ロイター通信によると、米宇宙軍は5月29日、SpaceX社に対し、「天基先進移動目標指示器」(SB-AMTI)プロジェクトに関する総額41億6000万ドルの契約を授与したと発表した。本システムは、宇宙配備型センサー、安全な通信リンク、地上処理システムを統合し、空中の脅威(ミサイルを含む)の追跡と迎撃を目的とする。宇宙軍は、SB-AMTIの供給業者プールには複数企業が含まれており、今後1年以内に複数の契約が授与される見込みであり、初期衛星群は2028年までに配備され、統合戦闘部隊に戦闘上の死角を解消する初期能力を提供すると説明している。今週に入り、宇宙軍は既にSpaceXに対し、世界中の軍事センサーと兵器プラットフォームを接続する安全な高速衛星通信ネットワーク構築のため、別途22億9000万ドルの契約を授与しており、2件の契約額は合計で64億ドルを超える。

SB-AMTIプロジェクトは、トランプ政権の旗艦ミサイル防衛プロジェクト「ゴールデン・ドーム(Golden Dome)」の構成要素である。
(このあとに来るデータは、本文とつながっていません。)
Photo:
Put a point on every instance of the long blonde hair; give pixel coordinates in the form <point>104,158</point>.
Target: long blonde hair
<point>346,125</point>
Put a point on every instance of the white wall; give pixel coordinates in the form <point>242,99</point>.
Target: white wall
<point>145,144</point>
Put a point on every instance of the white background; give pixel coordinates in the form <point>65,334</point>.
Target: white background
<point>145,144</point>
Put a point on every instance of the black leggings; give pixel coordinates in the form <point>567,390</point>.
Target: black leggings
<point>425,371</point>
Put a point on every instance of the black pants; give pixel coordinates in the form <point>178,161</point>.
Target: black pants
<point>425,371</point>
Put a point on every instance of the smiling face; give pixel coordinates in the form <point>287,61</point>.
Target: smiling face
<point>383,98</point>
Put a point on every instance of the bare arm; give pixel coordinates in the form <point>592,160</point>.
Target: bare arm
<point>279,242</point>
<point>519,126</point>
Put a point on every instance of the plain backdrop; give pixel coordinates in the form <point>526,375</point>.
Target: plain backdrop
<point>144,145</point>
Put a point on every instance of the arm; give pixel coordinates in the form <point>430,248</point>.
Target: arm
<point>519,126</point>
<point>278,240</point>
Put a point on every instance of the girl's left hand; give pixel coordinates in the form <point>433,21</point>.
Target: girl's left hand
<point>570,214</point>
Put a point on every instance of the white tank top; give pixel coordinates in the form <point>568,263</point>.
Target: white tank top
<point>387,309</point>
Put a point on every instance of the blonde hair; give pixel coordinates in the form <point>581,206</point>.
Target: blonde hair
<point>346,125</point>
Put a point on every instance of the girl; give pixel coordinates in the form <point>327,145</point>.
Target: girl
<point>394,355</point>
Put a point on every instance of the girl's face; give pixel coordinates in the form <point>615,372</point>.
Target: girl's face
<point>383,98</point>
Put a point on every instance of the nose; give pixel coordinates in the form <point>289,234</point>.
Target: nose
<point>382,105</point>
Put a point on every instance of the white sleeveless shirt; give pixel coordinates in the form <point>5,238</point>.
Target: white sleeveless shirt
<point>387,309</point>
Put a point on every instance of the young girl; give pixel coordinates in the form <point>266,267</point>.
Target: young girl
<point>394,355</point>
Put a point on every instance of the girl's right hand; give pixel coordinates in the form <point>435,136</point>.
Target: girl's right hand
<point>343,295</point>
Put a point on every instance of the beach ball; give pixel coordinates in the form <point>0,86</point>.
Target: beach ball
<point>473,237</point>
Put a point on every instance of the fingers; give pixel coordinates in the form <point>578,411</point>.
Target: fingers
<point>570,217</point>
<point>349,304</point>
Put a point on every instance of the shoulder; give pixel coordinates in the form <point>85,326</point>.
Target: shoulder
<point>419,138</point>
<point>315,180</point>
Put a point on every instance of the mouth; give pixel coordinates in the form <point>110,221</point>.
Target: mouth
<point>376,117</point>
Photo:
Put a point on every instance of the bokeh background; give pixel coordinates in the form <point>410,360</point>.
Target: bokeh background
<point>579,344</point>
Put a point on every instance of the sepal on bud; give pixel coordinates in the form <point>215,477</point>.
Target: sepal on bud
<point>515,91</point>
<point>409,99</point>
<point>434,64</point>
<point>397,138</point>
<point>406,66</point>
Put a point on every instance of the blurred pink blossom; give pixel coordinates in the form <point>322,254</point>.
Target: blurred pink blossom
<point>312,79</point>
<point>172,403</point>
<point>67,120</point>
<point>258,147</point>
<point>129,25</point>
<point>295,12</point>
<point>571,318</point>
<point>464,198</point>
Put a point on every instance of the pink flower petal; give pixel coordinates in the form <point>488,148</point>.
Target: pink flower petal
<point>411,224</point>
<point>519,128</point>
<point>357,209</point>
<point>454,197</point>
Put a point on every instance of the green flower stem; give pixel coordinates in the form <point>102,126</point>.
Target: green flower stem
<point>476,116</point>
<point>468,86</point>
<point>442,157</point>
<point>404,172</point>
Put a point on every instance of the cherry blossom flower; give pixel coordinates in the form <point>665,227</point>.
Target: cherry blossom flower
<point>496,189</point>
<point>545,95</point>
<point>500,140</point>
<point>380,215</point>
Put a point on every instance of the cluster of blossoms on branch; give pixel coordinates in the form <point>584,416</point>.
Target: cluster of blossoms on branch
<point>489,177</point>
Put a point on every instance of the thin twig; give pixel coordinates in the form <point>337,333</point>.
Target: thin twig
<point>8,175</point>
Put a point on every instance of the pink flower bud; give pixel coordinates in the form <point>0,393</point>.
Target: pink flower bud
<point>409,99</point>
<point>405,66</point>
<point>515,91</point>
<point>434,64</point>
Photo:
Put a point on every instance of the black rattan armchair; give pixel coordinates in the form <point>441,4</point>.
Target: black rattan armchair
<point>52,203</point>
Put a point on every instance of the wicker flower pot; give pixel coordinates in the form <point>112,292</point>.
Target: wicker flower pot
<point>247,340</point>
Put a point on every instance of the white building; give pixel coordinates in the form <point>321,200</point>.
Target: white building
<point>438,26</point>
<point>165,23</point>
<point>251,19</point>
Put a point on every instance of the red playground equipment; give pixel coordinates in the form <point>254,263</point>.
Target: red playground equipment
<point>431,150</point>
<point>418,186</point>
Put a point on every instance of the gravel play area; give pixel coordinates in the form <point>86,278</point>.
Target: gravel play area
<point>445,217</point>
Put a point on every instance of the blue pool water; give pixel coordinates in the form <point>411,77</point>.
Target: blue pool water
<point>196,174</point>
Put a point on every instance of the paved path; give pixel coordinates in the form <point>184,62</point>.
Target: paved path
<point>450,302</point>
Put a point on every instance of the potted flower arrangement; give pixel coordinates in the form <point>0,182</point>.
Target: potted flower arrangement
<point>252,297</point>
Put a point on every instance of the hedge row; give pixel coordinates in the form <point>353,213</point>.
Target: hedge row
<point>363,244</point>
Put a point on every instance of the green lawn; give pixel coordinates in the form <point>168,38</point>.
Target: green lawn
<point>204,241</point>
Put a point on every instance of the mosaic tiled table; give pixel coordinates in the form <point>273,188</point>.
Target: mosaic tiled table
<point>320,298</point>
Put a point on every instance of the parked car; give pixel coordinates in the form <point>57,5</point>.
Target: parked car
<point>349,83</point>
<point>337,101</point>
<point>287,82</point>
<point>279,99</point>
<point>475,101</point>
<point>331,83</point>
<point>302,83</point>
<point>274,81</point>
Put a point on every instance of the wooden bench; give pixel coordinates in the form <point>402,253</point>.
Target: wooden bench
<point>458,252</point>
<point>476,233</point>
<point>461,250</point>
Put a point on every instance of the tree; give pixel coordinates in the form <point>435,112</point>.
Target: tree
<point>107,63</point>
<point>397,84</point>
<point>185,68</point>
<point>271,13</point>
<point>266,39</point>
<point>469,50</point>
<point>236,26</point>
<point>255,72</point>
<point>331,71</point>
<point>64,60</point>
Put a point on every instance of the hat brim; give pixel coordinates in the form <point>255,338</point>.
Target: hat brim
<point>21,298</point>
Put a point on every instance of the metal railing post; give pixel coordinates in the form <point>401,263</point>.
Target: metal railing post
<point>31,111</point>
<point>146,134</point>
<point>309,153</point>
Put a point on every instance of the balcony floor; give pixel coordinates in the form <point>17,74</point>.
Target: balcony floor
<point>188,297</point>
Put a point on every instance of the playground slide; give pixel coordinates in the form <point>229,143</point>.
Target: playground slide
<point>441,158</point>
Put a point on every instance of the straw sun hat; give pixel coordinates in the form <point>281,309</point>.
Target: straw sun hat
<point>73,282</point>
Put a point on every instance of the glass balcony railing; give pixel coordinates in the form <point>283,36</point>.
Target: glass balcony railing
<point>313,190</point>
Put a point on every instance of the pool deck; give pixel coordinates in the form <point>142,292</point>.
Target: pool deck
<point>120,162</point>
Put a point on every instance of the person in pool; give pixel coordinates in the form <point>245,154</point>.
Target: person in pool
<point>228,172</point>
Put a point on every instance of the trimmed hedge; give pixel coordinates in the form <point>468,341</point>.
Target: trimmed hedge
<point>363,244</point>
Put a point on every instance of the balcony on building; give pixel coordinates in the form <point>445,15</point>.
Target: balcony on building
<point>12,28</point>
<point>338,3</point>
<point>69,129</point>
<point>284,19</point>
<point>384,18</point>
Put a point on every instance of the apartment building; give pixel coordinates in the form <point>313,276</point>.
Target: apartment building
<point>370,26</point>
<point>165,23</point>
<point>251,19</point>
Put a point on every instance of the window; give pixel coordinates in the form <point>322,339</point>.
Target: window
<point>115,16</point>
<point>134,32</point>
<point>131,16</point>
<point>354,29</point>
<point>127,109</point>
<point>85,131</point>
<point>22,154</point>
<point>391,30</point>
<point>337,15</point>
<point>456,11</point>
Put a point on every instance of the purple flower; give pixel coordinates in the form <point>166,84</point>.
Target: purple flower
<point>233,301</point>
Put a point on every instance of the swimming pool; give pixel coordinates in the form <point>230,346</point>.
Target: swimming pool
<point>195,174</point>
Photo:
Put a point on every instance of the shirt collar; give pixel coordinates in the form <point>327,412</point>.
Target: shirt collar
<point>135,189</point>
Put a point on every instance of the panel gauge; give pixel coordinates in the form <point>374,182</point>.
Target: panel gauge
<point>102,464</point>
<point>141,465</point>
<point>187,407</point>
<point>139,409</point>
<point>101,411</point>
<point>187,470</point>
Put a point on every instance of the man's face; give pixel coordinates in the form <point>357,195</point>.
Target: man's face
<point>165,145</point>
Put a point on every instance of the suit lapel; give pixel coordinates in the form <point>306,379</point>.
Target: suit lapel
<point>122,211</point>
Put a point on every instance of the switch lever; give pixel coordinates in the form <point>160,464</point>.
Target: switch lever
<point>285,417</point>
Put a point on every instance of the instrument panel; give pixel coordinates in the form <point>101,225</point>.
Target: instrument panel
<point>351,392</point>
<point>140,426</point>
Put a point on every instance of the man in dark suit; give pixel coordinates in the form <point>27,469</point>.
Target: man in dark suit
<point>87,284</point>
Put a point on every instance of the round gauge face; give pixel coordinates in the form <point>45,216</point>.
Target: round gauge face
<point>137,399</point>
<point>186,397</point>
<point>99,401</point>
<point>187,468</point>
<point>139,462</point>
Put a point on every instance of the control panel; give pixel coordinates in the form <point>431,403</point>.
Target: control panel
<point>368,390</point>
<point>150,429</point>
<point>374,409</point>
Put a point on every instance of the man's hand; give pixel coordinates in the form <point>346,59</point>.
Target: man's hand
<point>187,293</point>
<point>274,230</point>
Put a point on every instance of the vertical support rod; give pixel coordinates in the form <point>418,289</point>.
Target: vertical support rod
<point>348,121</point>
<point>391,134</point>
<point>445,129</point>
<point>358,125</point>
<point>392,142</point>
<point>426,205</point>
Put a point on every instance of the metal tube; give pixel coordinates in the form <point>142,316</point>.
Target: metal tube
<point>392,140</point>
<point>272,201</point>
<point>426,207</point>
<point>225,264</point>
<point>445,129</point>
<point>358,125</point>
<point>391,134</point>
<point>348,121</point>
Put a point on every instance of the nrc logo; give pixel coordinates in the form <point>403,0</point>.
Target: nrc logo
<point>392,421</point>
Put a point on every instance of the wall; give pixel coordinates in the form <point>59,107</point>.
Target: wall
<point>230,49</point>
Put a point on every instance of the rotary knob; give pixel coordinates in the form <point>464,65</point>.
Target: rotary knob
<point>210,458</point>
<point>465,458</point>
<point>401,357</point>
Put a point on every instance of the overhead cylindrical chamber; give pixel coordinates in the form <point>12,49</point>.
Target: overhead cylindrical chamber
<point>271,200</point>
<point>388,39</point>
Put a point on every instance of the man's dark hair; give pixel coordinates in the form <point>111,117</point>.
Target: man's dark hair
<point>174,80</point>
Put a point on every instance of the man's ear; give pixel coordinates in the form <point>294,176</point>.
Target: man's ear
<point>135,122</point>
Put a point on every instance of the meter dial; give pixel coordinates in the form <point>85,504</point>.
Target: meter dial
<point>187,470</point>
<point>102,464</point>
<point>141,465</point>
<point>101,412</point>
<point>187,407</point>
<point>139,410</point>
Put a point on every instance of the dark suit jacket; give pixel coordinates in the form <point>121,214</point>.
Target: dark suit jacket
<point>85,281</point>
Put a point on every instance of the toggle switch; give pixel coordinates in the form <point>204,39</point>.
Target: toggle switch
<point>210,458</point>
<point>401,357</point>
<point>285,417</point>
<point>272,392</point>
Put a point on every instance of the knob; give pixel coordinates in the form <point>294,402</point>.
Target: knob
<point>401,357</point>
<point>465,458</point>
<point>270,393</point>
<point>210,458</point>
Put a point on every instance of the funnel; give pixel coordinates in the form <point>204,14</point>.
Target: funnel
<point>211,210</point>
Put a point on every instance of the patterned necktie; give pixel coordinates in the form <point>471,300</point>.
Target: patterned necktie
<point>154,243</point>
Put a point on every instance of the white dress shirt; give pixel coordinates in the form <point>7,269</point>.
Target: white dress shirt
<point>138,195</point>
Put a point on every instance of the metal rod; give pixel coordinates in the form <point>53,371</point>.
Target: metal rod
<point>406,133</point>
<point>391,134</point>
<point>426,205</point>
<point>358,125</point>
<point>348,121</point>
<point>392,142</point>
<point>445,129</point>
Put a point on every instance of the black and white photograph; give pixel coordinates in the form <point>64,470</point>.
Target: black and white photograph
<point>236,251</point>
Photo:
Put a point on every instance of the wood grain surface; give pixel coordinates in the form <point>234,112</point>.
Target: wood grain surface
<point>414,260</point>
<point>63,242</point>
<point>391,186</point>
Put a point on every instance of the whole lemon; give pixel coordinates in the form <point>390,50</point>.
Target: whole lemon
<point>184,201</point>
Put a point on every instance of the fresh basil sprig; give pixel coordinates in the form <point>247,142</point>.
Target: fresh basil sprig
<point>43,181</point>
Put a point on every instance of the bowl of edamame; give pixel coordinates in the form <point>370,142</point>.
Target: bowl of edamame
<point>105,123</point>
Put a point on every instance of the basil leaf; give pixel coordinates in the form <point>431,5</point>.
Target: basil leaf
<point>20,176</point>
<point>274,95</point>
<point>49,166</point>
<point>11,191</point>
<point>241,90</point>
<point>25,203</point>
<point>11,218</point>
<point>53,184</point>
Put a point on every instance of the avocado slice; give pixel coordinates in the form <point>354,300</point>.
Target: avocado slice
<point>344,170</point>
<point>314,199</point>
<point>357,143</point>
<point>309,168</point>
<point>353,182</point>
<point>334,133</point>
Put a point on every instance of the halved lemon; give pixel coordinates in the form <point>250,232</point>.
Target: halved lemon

「ゴールデン・ドーム」は、地上配備型迎撃ミサイル、センサー、指揮システムを拡大するとともに、空中の脅威を探知、追跡、さらには対処するための宇宙配備型衛星を追加する計画であり、軌道上での迎撃手段の議論も依然として続いている。両契約はいずれも、SpaceXがIPO(新規株式公開)を推進する重要な局面で成立した。同社のロードショーは早ければ6月4日にも開始され、目標評価額は1兆7500億ドルを超える。大規模な政府契約は収益見通しを直接押し上げるだけでなく、SpaceXの防衛事業に関するストーリーを強力に裏付けるものとなっている。